Polres Padang Pariaman Lakukan Rekontruksi Kasus Pembunuhan Terhadap AP

iklan adsense

Polres Padang Pariaman Lakukan Rekontruksi Kasus Pembunuhan Terhadap AP 

Padang Pariaman, Pionir—Penanganan kasus pembunuhan seorang remaja berinisial AP (18) di Korong Gamaran Nagari Salibutan, Kecamatan Lubuk Alung. Kabupaten Padang Pariaman terus berlanjut. 

Bahkan pada Kamis siang 9 Maret 2023 Polres Padang Pariaman melaksanakan rekonstruksi terhadap kasus pembunuhan tersebut, di halaman belakang Mapolres setempat.
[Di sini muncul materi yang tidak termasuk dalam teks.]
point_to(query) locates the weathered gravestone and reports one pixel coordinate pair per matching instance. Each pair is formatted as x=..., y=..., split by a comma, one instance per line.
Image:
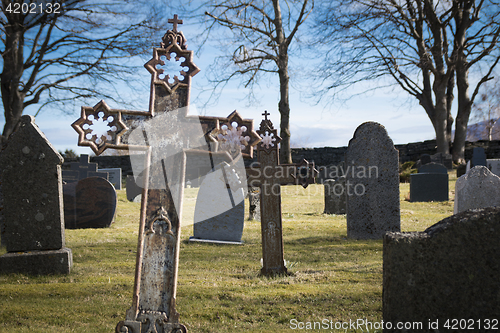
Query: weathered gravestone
x=429, y=184
x=335, y=196
x=81, y=170
x=494, y=166
x=478, y=188
x=33, y=208
x=90, y=203
x=478, y=157
x=114, y=176
x=164, y=135
x=444, y=276
x=219, y=215
x=444, y=159
x=372, y=183
x=2, y=224
x=254, y=203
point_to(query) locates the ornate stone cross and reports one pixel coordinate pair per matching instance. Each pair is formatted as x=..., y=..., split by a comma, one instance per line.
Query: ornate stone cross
x=269, y=176
x=163, y=135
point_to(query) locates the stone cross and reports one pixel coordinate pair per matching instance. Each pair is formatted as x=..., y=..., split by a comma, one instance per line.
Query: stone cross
x=165, y=128
x=269, y=176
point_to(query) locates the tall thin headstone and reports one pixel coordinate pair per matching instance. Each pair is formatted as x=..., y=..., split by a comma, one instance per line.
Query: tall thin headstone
x=372, y=183
x=33, y=204
x=82, y=169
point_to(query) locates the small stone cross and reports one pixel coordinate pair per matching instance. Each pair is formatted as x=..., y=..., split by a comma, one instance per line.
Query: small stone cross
x=175, y=21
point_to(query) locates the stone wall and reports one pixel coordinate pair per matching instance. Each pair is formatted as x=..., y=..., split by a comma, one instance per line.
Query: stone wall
x=407, y=152
x=321, y=156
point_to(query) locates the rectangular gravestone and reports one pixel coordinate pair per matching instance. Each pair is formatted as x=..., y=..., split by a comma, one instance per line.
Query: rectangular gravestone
x=114, y=176
x=494, y=166
x=335, y=196
x=372, y=183
x=254, y=203
x=448, y=272
x=429, y=184
x=219, y=215
x=478, y=188
x=82, y=169
x=478, y=157
x=2, y=224
x=33, y=204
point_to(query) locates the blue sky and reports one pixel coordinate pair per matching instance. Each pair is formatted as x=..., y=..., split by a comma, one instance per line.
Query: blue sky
x=312, y=125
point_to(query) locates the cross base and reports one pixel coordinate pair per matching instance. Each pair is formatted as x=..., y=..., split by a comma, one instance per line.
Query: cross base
x=132, y=326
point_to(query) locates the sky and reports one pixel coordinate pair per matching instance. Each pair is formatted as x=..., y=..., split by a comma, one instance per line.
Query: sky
x=311, y=124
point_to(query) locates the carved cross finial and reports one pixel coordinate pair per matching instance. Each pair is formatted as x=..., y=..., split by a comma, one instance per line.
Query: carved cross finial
x=175, y=21
x=265, y=114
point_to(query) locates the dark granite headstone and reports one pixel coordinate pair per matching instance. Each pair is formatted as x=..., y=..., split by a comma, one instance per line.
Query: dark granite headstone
x=33, y=204
x=433, y=168
x=335, y=196
x=461, y=170
x=82, y=169
x=444, y=159
x=447, y=274
x=478, y=157
x=372, y=183
x=132, y=189
x=425, y=159
x=428, y=187
x=90, y=203
x=220, y=209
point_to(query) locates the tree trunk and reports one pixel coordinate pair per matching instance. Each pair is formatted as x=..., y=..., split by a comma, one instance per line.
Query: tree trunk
x=12, y=97
x=462, y=22
x=284, y=108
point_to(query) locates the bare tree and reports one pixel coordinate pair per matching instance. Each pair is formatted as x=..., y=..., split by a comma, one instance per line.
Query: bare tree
x=423, y=46
x=59, y=51
x=487, y=110
x=260, y=39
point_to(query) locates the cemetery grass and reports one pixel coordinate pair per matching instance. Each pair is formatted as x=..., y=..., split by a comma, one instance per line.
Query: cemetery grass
x=219, y=288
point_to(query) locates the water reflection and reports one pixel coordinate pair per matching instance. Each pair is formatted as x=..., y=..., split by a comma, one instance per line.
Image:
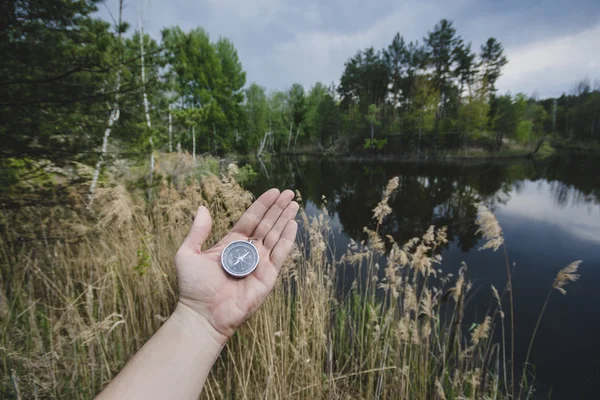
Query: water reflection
x=549, y=210
x=439, y=194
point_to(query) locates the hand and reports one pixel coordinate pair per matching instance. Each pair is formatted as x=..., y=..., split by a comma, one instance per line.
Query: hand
x=205, y=288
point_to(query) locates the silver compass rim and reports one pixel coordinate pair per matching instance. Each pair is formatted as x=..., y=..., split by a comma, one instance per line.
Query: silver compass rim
x=243, y=274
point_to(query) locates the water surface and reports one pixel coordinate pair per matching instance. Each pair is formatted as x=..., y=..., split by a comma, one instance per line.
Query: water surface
x=549, y=211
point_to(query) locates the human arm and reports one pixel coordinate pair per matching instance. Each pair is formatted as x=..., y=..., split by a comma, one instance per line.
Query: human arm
x=176, y=361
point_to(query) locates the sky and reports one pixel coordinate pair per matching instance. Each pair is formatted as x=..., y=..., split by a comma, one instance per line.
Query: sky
x=550, y=44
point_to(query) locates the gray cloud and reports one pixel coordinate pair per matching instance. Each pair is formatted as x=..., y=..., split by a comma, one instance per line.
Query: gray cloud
x=550, y=44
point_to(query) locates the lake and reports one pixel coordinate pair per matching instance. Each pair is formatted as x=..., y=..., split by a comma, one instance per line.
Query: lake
x=549, y=211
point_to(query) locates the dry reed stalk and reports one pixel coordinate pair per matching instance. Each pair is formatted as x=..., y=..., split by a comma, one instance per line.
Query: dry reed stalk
x=80, y=310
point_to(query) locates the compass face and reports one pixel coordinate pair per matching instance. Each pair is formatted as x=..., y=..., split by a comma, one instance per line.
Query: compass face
x=239, y=258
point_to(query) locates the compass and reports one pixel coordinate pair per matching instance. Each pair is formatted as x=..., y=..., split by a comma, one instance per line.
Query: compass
x=240, y=258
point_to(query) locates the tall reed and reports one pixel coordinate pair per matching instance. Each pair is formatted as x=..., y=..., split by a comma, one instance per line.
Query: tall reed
x=80, y=298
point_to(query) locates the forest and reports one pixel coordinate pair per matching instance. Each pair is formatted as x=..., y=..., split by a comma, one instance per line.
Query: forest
x=78, y=88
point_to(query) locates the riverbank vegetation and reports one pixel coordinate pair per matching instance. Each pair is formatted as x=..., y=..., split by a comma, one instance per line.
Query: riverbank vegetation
x=383, y=321
x=79, y=88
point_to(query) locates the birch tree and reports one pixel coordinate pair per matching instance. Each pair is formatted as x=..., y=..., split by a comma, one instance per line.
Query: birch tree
x=114, y=114
x=141, y=10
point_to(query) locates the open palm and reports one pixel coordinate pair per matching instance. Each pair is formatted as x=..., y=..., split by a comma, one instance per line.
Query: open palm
x=226, y=302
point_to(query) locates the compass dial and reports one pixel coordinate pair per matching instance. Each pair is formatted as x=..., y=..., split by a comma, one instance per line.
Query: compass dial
x=239, y=258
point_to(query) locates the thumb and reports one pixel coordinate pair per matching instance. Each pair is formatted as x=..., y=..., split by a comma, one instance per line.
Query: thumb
x=200, y=229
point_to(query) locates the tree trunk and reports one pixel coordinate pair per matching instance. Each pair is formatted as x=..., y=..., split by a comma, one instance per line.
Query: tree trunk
x=420, y=130
x=297, y=132
x=290, y=136
x=194, y=143
x=146, y=105
x=112, y=118
x=261, y=147
x=170, y=131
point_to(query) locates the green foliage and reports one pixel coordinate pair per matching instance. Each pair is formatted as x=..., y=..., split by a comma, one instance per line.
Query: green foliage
x=377, y=144
x=245, y=175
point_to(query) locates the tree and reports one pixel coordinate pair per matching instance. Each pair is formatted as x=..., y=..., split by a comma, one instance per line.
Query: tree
x=230, y=90
x=58, y=73
x=466, y=68
x=297, y=101
x=257, y=110
x=473, y=115
x=364, y=80
x=206, y=75
x=441, y=46
x=492, y=61
x=425, y=102
x=373, y=120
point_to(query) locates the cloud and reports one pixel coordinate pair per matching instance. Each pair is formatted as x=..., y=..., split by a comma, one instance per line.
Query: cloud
x=319, y=55
x=285, y=41
x=552, y=66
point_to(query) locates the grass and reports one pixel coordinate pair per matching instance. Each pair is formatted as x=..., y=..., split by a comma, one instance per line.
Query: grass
x=92, y=286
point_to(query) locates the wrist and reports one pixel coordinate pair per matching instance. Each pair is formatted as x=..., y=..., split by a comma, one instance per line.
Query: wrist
x=197, y=325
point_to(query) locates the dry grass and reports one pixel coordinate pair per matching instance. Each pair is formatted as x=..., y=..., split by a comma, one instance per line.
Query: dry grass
x=78, y=301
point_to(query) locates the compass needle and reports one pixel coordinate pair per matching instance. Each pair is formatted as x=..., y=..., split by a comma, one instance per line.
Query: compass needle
x=240, y=258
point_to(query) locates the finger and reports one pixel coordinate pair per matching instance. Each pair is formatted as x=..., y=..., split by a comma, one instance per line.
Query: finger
x=271, y=216
x=275, y=233
x=253, y=215
x=200, y=229
x=284, y=245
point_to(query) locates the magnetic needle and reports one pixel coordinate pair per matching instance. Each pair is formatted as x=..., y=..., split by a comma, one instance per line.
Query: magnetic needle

Kegiatan rekonstruksi tersebut dipimpin Kabag Ops Polres Padang Pariaman Kompol Muzhendra SH MH didampingi Kasat Reskrim AKP Agustinus Pigai SIK, Kejaksaan Negeri Pariaman dan personil Polres Padang Pariaman.
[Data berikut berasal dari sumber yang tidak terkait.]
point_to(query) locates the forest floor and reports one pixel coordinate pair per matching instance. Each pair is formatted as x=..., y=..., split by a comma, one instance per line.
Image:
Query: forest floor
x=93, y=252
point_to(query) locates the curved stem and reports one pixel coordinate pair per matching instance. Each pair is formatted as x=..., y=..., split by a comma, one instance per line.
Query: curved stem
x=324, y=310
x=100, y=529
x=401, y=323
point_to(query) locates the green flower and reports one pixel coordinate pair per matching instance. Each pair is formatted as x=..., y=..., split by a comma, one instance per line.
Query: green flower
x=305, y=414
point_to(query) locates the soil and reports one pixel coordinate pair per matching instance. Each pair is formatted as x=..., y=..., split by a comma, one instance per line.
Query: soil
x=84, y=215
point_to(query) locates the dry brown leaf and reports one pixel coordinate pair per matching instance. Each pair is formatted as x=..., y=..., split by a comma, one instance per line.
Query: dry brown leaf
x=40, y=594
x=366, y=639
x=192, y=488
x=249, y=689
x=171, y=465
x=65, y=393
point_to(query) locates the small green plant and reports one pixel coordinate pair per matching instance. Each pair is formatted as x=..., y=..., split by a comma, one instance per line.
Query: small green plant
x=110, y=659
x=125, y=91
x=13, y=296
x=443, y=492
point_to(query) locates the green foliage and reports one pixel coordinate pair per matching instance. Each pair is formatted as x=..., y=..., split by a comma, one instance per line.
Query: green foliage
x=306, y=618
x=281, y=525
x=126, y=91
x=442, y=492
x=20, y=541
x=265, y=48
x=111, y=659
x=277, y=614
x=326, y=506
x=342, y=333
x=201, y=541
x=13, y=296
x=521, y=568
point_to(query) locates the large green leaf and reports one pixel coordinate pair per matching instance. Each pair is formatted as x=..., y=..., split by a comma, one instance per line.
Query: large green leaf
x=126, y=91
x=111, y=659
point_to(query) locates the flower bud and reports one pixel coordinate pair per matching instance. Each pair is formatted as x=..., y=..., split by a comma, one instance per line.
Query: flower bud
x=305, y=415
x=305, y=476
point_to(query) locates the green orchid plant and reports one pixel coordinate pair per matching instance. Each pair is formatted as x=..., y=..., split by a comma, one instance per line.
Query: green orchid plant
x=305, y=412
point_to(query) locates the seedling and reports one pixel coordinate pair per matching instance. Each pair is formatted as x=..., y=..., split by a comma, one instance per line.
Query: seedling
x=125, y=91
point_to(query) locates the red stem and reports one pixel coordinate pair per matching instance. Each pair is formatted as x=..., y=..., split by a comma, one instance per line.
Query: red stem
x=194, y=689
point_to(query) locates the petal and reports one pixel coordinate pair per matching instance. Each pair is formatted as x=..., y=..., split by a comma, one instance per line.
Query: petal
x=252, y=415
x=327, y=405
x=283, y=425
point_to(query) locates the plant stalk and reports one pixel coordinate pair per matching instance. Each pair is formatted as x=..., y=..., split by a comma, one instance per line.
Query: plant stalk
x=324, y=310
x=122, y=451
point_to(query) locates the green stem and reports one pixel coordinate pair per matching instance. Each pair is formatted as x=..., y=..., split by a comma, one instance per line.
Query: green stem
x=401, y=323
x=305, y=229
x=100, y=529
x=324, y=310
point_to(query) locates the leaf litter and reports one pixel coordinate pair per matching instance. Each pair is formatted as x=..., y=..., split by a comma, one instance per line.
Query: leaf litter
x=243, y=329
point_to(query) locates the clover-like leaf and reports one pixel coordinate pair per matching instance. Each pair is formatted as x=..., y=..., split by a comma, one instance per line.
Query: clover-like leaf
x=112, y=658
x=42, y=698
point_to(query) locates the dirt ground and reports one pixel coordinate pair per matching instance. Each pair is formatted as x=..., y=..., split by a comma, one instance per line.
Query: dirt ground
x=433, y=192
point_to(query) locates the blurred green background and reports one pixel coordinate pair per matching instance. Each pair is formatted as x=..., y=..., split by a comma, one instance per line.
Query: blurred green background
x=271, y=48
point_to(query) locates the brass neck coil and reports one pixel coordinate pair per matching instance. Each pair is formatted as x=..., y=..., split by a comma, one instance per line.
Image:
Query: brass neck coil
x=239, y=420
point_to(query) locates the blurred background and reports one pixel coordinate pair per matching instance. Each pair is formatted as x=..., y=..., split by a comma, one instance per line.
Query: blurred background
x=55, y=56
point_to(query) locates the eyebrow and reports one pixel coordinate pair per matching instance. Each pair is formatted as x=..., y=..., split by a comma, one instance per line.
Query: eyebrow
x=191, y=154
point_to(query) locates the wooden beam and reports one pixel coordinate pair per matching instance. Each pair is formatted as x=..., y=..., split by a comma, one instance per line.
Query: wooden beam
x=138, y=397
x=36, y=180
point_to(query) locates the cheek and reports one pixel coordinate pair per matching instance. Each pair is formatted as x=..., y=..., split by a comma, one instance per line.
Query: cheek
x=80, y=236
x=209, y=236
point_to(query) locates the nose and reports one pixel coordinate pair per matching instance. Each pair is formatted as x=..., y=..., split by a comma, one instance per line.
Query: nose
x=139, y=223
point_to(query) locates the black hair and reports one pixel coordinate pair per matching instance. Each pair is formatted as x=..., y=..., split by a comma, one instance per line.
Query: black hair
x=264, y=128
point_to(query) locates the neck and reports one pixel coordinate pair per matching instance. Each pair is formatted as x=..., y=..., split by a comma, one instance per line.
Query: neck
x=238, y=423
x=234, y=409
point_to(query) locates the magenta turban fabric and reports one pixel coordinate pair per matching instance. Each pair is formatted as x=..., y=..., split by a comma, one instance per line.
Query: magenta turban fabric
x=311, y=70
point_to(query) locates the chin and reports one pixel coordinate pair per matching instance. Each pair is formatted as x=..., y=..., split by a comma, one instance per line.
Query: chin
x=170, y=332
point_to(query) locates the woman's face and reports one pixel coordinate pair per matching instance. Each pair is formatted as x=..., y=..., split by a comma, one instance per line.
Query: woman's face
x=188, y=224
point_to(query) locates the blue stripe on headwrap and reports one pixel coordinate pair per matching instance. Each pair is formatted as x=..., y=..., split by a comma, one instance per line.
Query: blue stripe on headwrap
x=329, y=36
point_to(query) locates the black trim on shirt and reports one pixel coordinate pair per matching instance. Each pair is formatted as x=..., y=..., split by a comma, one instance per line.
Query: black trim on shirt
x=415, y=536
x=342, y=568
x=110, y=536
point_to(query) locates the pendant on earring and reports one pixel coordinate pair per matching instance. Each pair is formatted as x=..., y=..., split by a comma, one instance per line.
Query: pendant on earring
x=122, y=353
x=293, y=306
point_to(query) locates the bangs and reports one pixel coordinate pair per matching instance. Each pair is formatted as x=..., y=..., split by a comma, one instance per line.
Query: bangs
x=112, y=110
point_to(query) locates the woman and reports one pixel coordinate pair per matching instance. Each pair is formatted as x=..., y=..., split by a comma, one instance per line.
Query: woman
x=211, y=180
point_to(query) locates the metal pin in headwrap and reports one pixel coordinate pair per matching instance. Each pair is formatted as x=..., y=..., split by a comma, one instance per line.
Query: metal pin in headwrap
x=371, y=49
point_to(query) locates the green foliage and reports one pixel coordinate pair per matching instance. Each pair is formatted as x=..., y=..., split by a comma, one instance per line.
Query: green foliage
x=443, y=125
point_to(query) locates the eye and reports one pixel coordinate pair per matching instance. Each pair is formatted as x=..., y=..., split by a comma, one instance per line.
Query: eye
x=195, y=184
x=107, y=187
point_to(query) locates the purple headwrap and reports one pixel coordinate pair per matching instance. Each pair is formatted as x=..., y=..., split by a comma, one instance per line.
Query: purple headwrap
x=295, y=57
Menurut Kapolres Padang Pariaman, Polda Sumatera Barat (Sumbar) AKBP M. Qori Oktohandoko, SH, SIK, MH melalui Kasi Humas AKP Ali Gusra didampingi Kasat Reskrim AKP Agustinus Pigai SIK, rekonstruksi tersebut dilakukan oleh enam orang pelaku, yaitu GAP (18), RH (18), RS (17), MFR (16), FA (16), GP (15).

“Pada saat itu tersangka memeragakan sebanyak 25 adegan dalam rekonstruksi pembunuhan tersebut,” kata AKP Ali Gusra.

Dikatakan Ali Gusra, dari adegan 12 nampak pelaku N (DPO) mendatangi pelaku GAP dan korban AP dan selanjutnya pada adegan 20 pelaku RS menghujamkan kayu yang dibawanya ke arah kepala korban AP dengan posisi terlentang di sebuah parit.

Ali Gusra menyebutkan, pada adegan 23 pelaku GAP melakukan penusukan sebanyak 3 kali ke pada korban AP di sebuah parit di pinggir sungai.

"Pada saat itu korban AP meringis meminta ampun kepada pelaku, kata ungkap Ali Gusra menjelaskan.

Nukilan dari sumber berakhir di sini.